To set a constant value for partition-key, specify a partition-key value. For example, you might do this to force all the data to be stored in a single shard. The following mapping illustrates this approach.

{ "rules": [ { "rule-type": "selection", "rule-id": "1", "rule-name": "1", "object-locator": { "schema-name": "Test", "table-name": "%" }, "rule-action": "include" } ] { { "rule-type": "object-mapping", "rule-id": "1", "rule-name": "TransformToKinesis", "rule-action": "map-record-to-document", "object-locator": { "schema-name": "Test", "table-name": "Customer", }, "mapping-parameters": { "partition-key":{ "value": "ConstantPartitionKey" }, "exclude-columns": [ "FirstName", "LastName", "HomeAddress", "HomePhone", "WorkAddress", "WorkPhone" ], "attribute-mappings": [ { "attribute-name": "CustomerName", "value": "${FirstName},${LastName}" }, { "attribute-name": "ContactDetails", "value": { "Home":{ "Address":"${HomeAddress}", "Phone":${HomePhone} }, "Work":{ "Address":"${WorkAddress}", "Phone":${WorkPhone} } } }, { "attribute-name": "DateOfBirth", "value": "${DateOfBirth}" }, ] } } ] }

Message Format for Kinesis Data Streams

The JSON output is simply a list of key-value pairs. AWS DMS provides the following reserved fields to make it easier to consume the data from the Kinesis Data Streams:

RecordType

The record type can be either data or control. Data records represent the actual rows in the source. Control records are for important events in the stream, for example a restart of the task.

Operation

For data records, the operation can be create,read, update, or delete.
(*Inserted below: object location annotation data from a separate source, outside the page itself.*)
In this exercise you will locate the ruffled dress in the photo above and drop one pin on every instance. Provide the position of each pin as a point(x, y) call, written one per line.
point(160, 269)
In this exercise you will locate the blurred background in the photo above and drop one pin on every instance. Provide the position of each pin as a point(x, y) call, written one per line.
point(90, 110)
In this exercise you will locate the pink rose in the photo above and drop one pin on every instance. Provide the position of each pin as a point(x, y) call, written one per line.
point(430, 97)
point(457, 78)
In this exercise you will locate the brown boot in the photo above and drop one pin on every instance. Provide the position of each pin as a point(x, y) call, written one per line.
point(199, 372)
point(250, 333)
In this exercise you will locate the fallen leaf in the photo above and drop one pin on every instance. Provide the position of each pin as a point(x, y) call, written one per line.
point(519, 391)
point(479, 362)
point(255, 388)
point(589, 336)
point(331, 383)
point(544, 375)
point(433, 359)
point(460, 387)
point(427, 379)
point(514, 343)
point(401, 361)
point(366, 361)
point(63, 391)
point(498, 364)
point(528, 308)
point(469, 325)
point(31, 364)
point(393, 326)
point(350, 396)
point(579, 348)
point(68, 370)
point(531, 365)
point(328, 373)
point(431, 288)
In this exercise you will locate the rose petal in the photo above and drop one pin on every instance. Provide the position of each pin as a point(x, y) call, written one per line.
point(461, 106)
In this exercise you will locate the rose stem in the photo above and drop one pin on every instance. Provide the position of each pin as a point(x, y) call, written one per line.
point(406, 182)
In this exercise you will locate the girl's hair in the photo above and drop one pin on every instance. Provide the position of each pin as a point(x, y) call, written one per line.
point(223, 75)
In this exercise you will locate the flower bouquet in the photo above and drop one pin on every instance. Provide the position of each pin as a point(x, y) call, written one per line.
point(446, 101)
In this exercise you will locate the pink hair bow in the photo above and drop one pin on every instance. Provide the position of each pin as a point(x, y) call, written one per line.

For control records, the operation can be TruncateTable or DropTable.

SchemaName

The source schema for the record. This field can be empty for a control record.

TableName

The source table for the record. This field can be empty for a control record.

Timestamp

The timestamp for when the JSON message was constructed. The field is formatted with the ISO 8601 format.

Note

The partition-key value for a control record that is for a specific table is TaskId.SchemaName.TableName. The partition-key value for a control record that is for a specific task is that record's TaskId. Specifying a partition-key value in the object mapping has no impact on the partition-key for a control record.